千葉県としては国がやるというから、市町村としては県がやるというから。そうやって素直にお考えなのだとわかりました。国と自治体はもっと平等な関係ではなかったでしょうか。まるで大きな税金という利益を分け合う仲間たちが、互いにこれから守り合おうと宣言し、感謝しあっている構図に見えました。皆さん、住民たちの厳しい目線にさらされていることに対して不安なのでしょうか。

住民の不安を解消するために、理解を求めるといって説明し、率直に言えば地域振興という名で、お金で我慢してもらえるように自治体は交渉するのでしょうか。首都圏CCS株式会社は「住民の皆様と決して一方的ではない、 双方向のコミュニケーション」をとろうとされるようですが、お話した結果が決まっていて理解を求めて解説されるのなら、それはコミュニケーションとはいえないです。

経済産業省は「事業者が地域との関係を無視して、一方的に事業が進むことはないように、しっかり国としても、審査、そして規律をしていきたい。」と語っています。ですが、明らかになったように、試掘許可をめぐる意見の実質的な隠蔽をするような官庁が、企業を審査をすることが果たしてできるのでしょうか。

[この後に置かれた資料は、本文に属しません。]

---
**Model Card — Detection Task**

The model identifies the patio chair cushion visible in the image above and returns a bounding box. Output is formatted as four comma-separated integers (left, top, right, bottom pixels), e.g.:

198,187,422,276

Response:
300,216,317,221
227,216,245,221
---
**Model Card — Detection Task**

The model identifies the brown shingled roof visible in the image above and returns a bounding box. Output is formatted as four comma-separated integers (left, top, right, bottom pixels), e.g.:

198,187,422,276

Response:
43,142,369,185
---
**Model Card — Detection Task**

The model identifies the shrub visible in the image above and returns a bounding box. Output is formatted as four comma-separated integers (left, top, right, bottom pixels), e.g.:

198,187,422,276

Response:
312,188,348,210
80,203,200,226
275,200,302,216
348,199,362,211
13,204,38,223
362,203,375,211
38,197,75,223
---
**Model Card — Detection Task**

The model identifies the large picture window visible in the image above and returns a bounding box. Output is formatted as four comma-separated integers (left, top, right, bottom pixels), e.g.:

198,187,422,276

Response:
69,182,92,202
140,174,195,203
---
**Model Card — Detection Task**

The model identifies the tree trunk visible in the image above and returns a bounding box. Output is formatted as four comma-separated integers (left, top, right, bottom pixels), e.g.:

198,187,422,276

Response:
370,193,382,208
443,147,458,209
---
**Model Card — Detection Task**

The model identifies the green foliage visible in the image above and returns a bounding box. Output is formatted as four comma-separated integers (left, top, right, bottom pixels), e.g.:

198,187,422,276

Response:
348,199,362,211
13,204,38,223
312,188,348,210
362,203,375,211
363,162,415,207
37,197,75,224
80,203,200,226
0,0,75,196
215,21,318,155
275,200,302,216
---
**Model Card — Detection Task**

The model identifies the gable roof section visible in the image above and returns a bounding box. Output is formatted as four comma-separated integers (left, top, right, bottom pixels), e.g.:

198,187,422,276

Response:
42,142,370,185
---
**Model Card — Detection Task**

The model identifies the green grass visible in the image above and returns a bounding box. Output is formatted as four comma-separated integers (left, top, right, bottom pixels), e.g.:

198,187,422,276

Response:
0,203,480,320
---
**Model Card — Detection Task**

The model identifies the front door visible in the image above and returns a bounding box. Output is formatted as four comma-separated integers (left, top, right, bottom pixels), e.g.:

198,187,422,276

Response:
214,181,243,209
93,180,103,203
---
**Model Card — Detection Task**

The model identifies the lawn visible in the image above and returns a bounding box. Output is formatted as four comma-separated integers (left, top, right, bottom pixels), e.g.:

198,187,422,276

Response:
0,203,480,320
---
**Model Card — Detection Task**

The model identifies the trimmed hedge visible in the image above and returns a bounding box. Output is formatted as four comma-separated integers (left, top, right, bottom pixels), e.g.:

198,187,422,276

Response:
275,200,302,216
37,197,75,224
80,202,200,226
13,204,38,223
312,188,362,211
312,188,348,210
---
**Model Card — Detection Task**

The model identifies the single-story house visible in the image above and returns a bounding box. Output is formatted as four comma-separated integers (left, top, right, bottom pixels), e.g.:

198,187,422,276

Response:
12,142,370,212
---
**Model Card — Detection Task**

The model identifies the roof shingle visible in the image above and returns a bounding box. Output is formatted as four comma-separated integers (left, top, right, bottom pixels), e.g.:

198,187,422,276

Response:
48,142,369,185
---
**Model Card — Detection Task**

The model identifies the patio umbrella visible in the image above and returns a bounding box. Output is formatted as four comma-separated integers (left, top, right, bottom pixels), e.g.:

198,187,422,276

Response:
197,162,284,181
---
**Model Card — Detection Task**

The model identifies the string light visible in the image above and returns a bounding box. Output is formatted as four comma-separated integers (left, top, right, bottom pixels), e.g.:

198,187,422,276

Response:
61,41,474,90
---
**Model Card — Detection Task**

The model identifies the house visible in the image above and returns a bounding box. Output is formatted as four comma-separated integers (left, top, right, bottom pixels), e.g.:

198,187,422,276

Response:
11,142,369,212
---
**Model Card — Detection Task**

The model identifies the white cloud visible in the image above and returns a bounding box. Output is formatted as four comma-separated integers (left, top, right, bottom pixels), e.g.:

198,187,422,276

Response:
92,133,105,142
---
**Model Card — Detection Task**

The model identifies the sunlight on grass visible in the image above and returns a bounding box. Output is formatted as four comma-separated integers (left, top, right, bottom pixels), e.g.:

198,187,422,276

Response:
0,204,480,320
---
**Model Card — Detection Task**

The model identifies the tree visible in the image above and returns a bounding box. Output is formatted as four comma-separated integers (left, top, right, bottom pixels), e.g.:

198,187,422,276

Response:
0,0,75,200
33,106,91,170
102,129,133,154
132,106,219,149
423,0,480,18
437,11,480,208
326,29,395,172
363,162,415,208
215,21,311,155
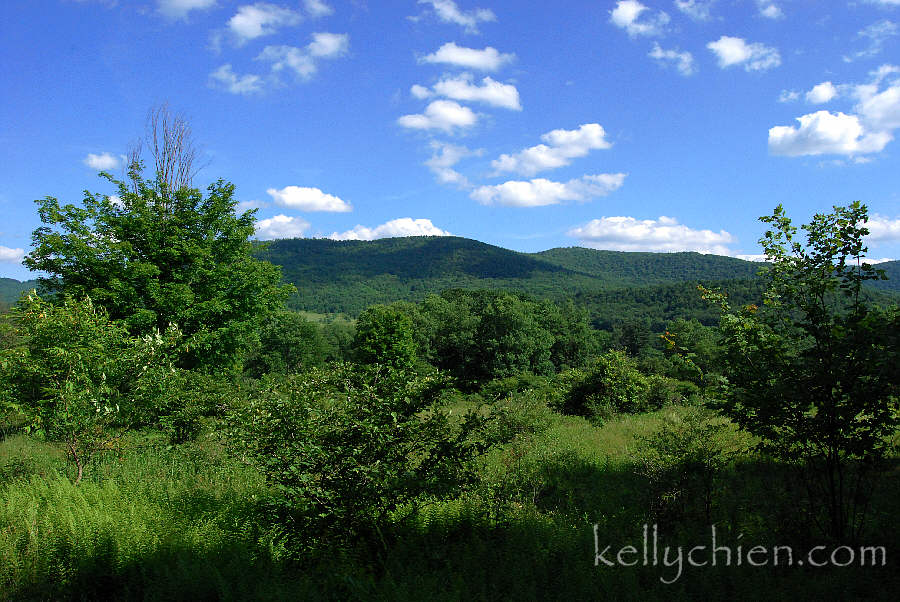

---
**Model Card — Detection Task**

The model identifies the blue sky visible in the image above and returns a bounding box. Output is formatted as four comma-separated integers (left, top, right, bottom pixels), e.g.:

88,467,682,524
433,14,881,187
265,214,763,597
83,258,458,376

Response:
0,0,900,278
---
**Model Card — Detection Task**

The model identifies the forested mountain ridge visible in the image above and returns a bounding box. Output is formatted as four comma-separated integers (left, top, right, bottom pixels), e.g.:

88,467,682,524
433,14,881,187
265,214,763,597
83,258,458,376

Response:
0,278,37,304
0,236,900,322
258,236,772,314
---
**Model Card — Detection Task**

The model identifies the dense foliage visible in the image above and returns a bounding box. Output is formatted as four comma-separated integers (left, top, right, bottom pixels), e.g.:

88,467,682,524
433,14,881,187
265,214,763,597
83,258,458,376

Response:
25,167,289,371
708,202,900,540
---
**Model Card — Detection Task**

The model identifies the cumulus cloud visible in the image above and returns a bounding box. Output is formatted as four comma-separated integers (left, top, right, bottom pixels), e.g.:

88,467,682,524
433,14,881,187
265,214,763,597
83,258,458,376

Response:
469,173,625,207
769,111,891,157
0,245,25,263
425,141,481,188
675,0,715,21
266,186,353,213
491,123,612,176
156,0,216,19
82,153,125,171
706,36,781,71
419,0,497,33
609,0,669,37
303,0,334,17
806,82,838,104
228,2,303,44
756,0,784,19
397,100,478,133
568,216,735,255
410,73,522,111
769,65,900,156
256,32,350,80
209,63,263,94
863,213,900,242
648,42,697,75
419,42,516,71
256,215,309,240
328,217,453,240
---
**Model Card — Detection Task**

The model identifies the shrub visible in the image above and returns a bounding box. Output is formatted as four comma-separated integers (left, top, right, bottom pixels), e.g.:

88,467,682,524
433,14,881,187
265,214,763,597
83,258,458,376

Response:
563,351,650,420
228,364,484,551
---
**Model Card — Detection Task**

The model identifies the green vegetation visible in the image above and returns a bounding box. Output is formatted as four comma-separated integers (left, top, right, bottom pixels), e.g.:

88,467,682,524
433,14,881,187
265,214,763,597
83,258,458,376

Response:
0,125,900,600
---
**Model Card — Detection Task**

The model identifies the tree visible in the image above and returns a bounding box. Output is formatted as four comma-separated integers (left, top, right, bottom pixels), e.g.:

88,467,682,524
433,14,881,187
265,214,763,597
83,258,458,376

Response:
705,202,900,540
228,364,485,552
354,305,417,368
0,295,178,485
24,107,292,372
247,311,328,378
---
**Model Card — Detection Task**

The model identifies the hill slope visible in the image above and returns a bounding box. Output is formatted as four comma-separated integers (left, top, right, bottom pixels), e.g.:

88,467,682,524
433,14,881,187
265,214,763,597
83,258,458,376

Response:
258,236,759,314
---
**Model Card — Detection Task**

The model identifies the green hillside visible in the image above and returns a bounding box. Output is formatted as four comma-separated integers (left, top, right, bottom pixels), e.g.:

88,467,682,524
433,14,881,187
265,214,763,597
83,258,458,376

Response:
259,236,772,314
0,278,37,304
251,236,900,316
870,261,900,292
534,247,760,286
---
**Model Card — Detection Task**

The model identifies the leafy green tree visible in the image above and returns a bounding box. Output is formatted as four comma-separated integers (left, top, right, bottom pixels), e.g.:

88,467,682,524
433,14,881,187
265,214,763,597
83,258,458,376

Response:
562,351,651,420
247,311,328,378
0,295,177,484
24,109,293,372
228,364,484,551
706,202,900,540
354,305,417,368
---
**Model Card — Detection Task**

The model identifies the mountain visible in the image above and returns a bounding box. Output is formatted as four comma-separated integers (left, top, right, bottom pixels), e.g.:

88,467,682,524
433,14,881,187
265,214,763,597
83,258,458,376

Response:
257,236,759,314
869,261,900,291
0,278,37,304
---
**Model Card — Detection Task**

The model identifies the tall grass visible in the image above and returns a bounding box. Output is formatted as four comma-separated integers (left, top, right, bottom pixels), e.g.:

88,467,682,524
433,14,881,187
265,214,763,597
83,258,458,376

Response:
0,408,900,600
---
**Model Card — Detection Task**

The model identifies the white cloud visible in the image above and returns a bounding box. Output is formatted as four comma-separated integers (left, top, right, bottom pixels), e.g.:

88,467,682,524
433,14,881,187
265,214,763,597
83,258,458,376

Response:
419,0,497,33
844,19,900,63
806,82,838,104
256,32,350,80
0,245,25,263
609,0,669,37
410,73,522,111
568,216,735,255
425,141,481,188
228,2,303,43
648,42,697,75
756,0,784,19
328,217,453,240
209,63,263,94
491,123,612,176
409,84,434,100
675,0,715,21
862,213,900,242
769,65,900,157
469,173,626,207
266,186,353,213
156,0,216,19
855,82,900,132
82,153,125,171
234,199,269,215
769,111,891,157
397,100,478,133
303,0,334,17
419,42,516,71
706,36,781,71
256,215,309,240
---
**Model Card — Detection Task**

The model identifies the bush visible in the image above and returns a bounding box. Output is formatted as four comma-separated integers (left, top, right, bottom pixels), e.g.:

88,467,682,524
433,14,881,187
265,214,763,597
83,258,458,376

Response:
0,295,178,483
634,407,738,526
562,351,650,421
228,364,484,551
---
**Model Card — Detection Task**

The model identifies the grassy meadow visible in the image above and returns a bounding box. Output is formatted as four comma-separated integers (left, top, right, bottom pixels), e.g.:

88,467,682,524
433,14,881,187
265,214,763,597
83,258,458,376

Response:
0,395,900,600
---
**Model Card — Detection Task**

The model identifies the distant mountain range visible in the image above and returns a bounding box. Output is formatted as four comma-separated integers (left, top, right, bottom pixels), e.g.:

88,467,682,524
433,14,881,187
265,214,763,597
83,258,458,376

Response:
0,236,900,315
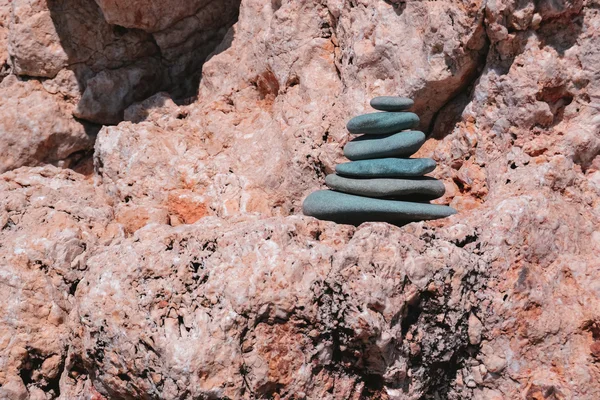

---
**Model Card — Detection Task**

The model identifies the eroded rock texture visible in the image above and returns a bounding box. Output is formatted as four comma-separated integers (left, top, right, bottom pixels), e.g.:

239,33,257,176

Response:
0,0,600,400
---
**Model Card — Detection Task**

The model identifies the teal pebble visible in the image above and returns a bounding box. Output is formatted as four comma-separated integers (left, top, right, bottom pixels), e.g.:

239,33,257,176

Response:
344,131,426,160
325,174,446,199
303,190,456,225
346,112,419,135
371,96,415,111
335,158,436,178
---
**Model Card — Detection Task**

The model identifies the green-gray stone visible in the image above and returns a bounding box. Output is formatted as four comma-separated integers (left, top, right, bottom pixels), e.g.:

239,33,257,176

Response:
344,131,425,160
346,112,419,135
371,96,415,111
302,190,456,225
335,158,435,178
325,174,446,199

 そして、「具体的な運用基準、詳細なガイドライン等は、これから整備をしていくことになる。輸送の手続きについても、審議会で、審議をしていただいている。」会合では、専門家たちからかなり厳しいコメントが出されています。その状況なのに、首都圏CCS株式会社の説明会では、「安心・安全・確立された技術」という解説の基調でした。ここで率直で語られているように説明会は全面的にやり直してもらわないと、また嘘を重ねることになりますよ。

パイプラインについては「万一の漏えいの場合にもシミュレーションを行う。土砂崩れが起きそうなところには設置させない。土砂崩れが起きても耐えられる構造を求めていく。」とあります。そのような配慮を真面目に取り組まれている点は確かに尊敬します。

しかし、率直にいって、そこまでのリスクをとりながら、内房から外房まで運ぶという計画自体がおかしくないですか。パイプライン沿線の住民のひとりとしては、ますます疑念を深めてしまいます。いったん、ゼロベースにて事業の可否について議論していただくことを強く望みます。